Moly
Has in an instant changed my nature wholly;
The past, with all its triumphs, is a trance,
My legs, once taught to kneel, incline to dance,
My voice, which to some holy psalm belongs,
Is twisting round into these carnal songs.
Alas! I'm lost! New thoughts my bosom swell;
Habakuk, Barebones, Cromwell, fare ye well.
Break up conventicles, I do insist,
Sing the doxology and be dismissed."
As he finishes the last line, the heavy roll of thunder is heard, and
suddenly the doors of a dungeon in the background fly open, from which
emerges the impersonation of Christmas, followed by the Queen of May.
Christmas is represented by a jolly, round-bellied, red-nosed, laughing
old fellow, dressed in pure white. His hair is thickly powdered, and his
face red with rouge. In his right hand he holds a huge mince-pie, which
ever and anon he gnaws with exquisite humour, and in his left is a bowl
of generous wassail, from which he drinks long and deeply. His brows are
twined with misletoe and ivy, woven together in a fantastic wreath, and
to his hair and different parts of his dress are attached long pendants
of glass, to represent icicles. As he advances to the right of the
stage, there descends from the awning above an immense number of small
fragments of white paper, substitutes for snow-flakes, with which that
part of the floor is soon completely covered.

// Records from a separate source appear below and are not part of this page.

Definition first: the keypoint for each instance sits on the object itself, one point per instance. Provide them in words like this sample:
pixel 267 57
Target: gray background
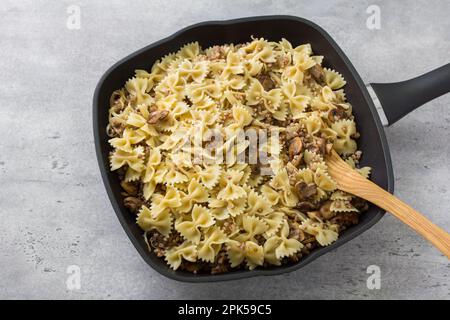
pixel 53 206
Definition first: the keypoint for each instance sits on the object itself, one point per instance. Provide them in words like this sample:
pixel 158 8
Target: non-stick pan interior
pixel 297 31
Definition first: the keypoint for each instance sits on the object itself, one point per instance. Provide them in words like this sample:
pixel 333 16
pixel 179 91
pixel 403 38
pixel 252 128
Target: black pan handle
pixel 400 98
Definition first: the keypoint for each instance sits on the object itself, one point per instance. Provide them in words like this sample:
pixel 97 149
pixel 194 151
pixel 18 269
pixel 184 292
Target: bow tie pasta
pixel 203 203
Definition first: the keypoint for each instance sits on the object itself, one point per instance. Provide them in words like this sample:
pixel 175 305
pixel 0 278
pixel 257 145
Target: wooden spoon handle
pixel 350 181
pixel 437 236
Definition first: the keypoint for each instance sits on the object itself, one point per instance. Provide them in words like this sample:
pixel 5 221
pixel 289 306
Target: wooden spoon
pixel 351 181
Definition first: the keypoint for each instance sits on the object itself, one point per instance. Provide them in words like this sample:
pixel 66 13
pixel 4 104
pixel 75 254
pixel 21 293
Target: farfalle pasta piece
pixel 200 218
pixel 250 251
pixel 323 180
pixel 344 129
pixel 270 194
pixel 233 65
pixel 174 256
pixel 133 159
pixel 208 249
pixel 196 194
pixel 334 79
pixel 257 204
pixel 171 199
pixel 279 247
pixel 342 206
pixel 231 190
pixel 297 103
pixel 162 222
pixel 183 135
pixel 252 226
pixel 189 51
pixel 193 71
pixel 323 233
pixel 223 209
pixel 125 143
pixel 256 94
pixel 210 175
pixel 138 87
pixel 301 63
pixel 274 221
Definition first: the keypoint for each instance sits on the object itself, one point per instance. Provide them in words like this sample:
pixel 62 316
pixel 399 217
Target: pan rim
pixel 188 277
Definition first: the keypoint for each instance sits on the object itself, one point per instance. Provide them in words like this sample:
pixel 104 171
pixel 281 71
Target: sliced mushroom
pixel 328 148
pixel 345 219
pixel 156 116
pixel 338 113
pixel 295 147
pixel 129 187
pixel 133 204
pixel 320 143
pixel 314 215
pixel 325 210
pixel 305 191
pixel 266 81
pixel 295 232
pixel 305 206
pixel 318 74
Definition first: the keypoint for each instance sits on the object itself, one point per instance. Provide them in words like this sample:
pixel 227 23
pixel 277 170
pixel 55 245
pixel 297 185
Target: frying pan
pixel 373 107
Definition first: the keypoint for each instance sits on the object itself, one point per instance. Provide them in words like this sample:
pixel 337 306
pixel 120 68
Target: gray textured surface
pixel 55 212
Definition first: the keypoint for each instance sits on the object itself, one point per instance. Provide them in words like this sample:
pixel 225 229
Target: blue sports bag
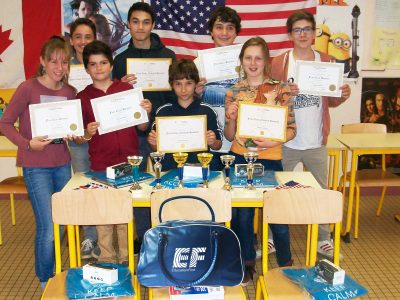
pixel 189 253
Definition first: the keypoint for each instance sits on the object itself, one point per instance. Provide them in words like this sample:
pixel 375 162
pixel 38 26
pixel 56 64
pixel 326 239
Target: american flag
pixel 182 24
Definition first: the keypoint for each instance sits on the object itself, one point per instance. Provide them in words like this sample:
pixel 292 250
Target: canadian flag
pixel 24 26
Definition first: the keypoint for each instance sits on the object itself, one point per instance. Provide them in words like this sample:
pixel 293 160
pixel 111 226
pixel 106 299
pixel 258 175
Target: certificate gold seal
pixel 73 127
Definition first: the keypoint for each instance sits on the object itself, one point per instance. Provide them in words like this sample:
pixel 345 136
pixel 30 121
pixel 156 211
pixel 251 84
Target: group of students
pixel 47 168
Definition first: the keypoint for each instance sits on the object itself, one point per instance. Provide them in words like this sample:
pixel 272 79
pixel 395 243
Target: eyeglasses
pixel 341 43
pixel 306 30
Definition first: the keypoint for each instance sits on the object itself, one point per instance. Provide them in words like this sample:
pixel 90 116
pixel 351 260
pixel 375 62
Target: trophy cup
pixel 180 158
pixel 157 157
pixel 227 160
pixel 205 159
pixel 135 161
pixel 251 158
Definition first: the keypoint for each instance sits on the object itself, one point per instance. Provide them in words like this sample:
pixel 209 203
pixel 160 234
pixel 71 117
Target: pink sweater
pixel 27 93
pixel 279 72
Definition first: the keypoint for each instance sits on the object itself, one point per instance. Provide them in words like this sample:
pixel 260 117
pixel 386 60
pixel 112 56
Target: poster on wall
pixel 338 32
pixel 380 103
pixel 109 16
pixel 384 50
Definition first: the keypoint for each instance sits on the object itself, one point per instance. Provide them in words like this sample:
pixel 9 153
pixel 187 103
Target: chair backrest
pixel 187 208
pixel 302 206
pixel 92 207
pixel 364 128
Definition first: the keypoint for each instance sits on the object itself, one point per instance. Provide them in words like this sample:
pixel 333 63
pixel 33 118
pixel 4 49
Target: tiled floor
pixel 373 259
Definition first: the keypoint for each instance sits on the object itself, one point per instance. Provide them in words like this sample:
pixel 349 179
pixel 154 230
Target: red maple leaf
pixel 5 41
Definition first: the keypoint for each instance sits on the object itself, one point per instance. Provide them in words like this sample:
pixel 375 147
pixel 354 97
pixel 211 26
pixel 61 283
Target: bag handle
pixel 162 244
pixel 185 197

The Queen of May takes her position on the left. She is dressed in a
robe of pure white, festooned with flowers, with a garland of white
roses twined with evergreen upon her brow. In her hand is held the
May-pole, adorned with ribbons of white, and blue, and red, alternately
wrapped around it, and surmounted with a wreath of various flowers. As
she assumes her place, showers of roses descend from above, envelope her
in their bloom, and shed a fresh fragrance around the room.
The Genius of Liberty points out the approaching figures to the Puritan,
and exclaims:
"Welcome, ye happy children of the earth,
Who strew life's weary way with guileless mirth!
Thus Joy should ever herald in the morn
On which the Saviour of the world was born,
And thus with rapture should we ever bring
Fresh flowers to twine around the brow of Spring.
Think not, stern mortal, God delights to scan,
With fiendish joy, the miseries of man;
Think not the groans that rend your bosom here
Are music to Jehovah's listening ear.